The following is an excerpt from a presentation by Mary Lee, Director, Security Product and Program Management at Salesforce, titled “Securing Your Software Supply Chain.”
You can watch the video of the presentation, which was originally delivered at the 2018 DevOps Enterprise Summit in Las Vegas.
I’m Mary. I’m a director of security, product and program management at Salesforce, and I primarily focus on security tools for developers. This includes static code analysis, open-source scanning, threat modeling, credentials scanning and security workflows for developers.
I’ve been into software security for 11, 12 years, and before that, I was an application engineer focusing on optimizing codecs for different processor architectures.
last year we had an incident
And our name was up there with malware being spread to 2.3 million users, can you imagine? You have to think that this attack not only attacked the software itself but the whole premise of the company.
It’s not just your software but the motto behind your company. The interesting part there was more research to indicate that this was going to include future features to keyloggers. Imagine the depth of the attack if it hadn’t been discovered at that point. The sad or interesting or exciting news is that this is not going to be the end. This article came out shortly thereafter. This spreadsheet and chart come from the 2018 State of the Software Supply Chain Security Report from Sonatype.
There are so many more attacks that have happened and will happen. Now, the thing that’s different is before if you had a zero-day attack, it’s specifically attacked your particular piece of software and your customers. If you had a phishing attack it would also attack a particular person that uses a particular service.
Instead, this type of attack is not as careful. It is taking out entire swaths of companies by changing one particular open-source component, knowing that a lot of groups will have automated bills that pull down components, etc. So, they’ll build it in and all of a sudden, it’s deployed to millions or billions of machines.
The Software Supply Chain
Let’s level set about the software supply chain and how it’s related and different to traditional supply chains.
I want you to image that it’s almost Christmas shopping time.
When you’re bringing in millions of bits to build a particular toy or product; if you’re onboarding those suppliers to your manufacturing chain, you go through a supplier chain review. You go figure out how they go about doing access controls, how they build components, and how they make sure that the person walking in the door to work that day is actually who they say they are.
We have to do the same level of reviews for the software components that we build into our software as well. It’s not just your software that needs to be secure but all the components you use should be secure as well.
The more difficult part here is scale.
We have hundreds of thousands of components that we build into our different components. For example, if we just pick a number like 800 JARs, all of those will map out to 9,000 transitive dependencies, and there’s no human that can properly review all of those 9,000 components on a regular basis in time for you to make sure that the software you ship is secure.

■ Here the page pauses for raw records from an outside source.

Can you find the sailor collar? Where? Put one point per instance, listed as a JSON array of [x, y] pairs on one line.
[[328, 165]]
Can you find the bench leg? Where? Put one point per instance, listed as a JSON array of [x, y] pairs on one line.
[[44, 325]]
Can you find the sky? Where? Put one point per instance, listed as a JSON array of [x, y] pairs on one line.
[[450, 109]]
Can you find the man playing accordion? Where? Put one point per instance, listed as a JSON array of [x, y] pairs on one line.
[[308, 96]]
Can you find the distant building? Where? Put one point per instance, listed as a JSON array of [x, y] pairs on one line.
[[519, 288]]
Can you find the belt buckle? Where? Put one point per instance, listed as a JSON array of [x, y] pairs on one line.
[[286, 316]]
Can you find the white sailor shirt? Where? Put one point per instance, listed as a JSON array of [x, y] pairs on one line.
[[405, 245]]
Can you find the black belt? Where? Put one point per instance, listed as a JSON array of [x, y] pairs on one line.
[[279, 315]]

The other troubling part is that we have infrastructure as software. Not only is the software and the components of your software at risk, but Apache, MongoDB, DNS, are also susceptible to the same types of attacks.

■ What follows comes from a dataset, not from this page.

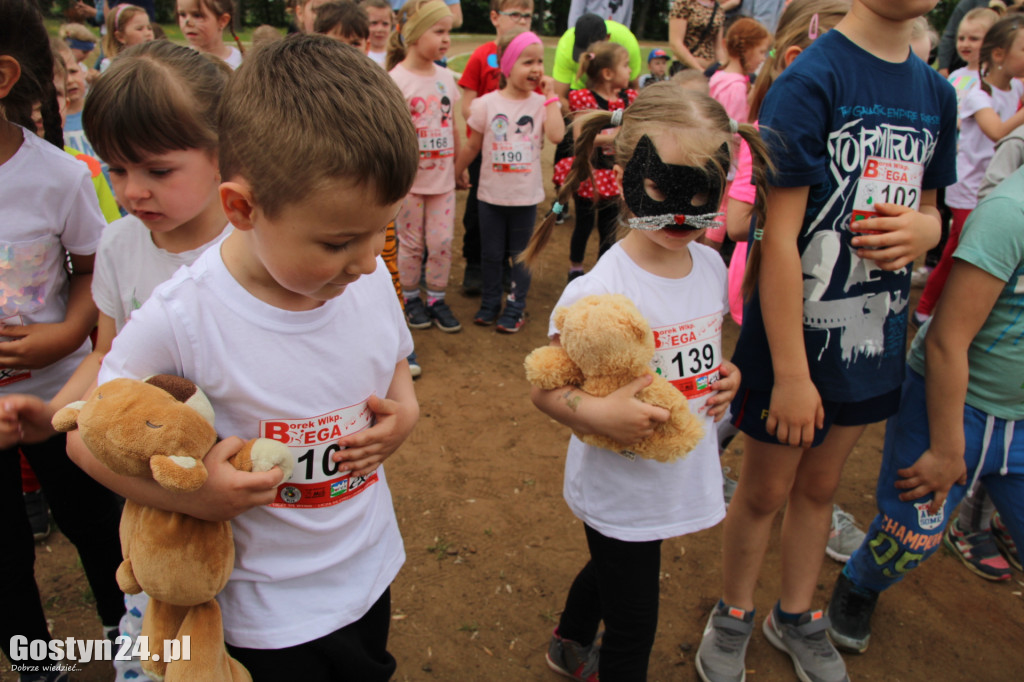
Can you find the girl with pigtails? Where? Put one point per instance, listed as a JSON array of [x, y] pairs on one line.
[[671, 156]]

In our Salesforce version of the software development life cycle, what happens is that our team is chartered to integrate the security development life cycle into the normal software development life cycle.

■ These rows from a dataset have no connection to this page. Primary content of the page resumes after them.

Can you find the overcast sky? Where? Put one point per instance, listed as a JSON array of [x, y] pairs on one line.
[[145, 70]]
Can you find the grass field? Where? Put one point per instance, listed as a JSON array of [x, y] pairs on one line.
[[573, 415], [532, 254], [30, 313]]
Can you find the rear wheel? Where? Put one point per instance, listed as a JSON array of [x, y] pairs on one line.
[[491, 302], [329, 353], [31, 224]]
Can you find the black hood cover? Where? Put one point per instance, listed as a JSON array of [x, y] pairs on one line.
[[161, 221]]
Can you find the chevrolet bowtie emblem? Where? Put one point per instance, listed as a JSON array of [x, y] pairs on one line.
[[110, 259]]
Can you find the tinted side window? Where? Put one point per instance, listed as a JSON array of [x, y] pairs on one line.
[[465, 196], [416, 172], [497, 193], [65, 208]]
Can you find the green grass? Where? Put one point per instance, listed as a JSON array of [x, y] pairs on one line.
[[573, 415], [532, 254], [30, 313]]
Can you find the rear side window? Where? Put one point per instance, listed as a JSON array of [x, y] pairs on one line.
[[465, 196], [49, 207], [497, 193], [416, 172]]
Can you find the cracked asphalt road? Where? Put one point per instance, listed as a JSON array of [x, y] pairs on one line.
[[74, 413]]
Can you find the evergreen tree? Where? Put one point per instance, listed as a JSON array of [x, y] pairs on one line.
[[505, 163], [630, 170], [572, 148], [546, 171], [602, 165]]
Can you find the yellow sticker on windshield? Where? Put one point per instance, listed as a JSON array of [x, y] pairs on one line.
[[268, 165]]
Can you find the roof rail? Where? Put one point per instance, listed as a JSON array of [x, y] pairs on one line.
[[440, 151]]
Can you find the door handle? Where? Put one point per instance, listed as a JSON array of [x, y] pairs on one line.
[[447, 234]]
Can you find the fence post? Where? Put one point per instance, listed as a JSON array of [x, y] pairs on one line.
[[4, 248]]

It has to be a partnership from the very beginning because this is not something that you can add on as a Band-Aid later. I called his co-engineering.
I know you understand the importance of open-source software, it is up to 80 or 90% of software. If you make sure that the 10% of that code you generate is correct or not vulnerable, you’re still leaving yourself open to a huge surface.
How does this affect you?
I wanted to emphasize infrastructure, which is the front line of security. This is where you have DNS, Bind, MongoDB. This is the basis of how people connect to our services.
For developers, this is the core of the services that we build and sell to our customers. The unknown security posture of all of these components affects both administrators and developers.
One of our key components of the security development life cycle is that every engineer is responsible for security. It’s not just a security team that says, “Hey, did you check this? Hey, did you design it this way?” But as an infrastructure person, as an IT person, as a developer, you have to take into account the security and legal risks that you take when you incorporate these components.
Let’s figure out what’s really inside
When you talk about food, you may sometimes wonder, “Is it organic? Is it grass-fed?” Some people may want to be vegan or vegetarian, etc. but you care about the quality in the ingredients of the food that you eat.
When you’re building your house, you may ask, “Well, if I’m going to replace this roof, should I get one with a 20-year warranty or a 50-year warranty?” These are all the types of questions that we ask when we build houses.
I’m a car person. I like knowing that I picked up my car because it has rear-wheel drive, mid-engine, two doors. These are the things that I care about.
Yet, during many of the security reviews that I do, I find open-source components that haven’t been updated since the day they were incorporated. Everything needs maintenance— the food that we eat, the houses that we live in, the cars that we drive. Software should be considered the same.
How do these attacks work?
The tricky part is looking at these attacks and seeing how they’re different than other software attacks.
When you have infrastructure as code, this is something that will attack at a very low level. It doesn’t matter if your service is the most secure on the planet, if you can attack at a database level or a web server level, you can basically bypass all of the other texts at a higher level.
When you have code that you’re integrating from these open source components, if there’s a typo, if you have a person that takes over a GitHub account that’s been deleted— these are things that other people can use to pose as attackers and potentially delete components you depend on, and then potentially even cause outages. These are things that you have to be concerned about when you’re relying on third-party components.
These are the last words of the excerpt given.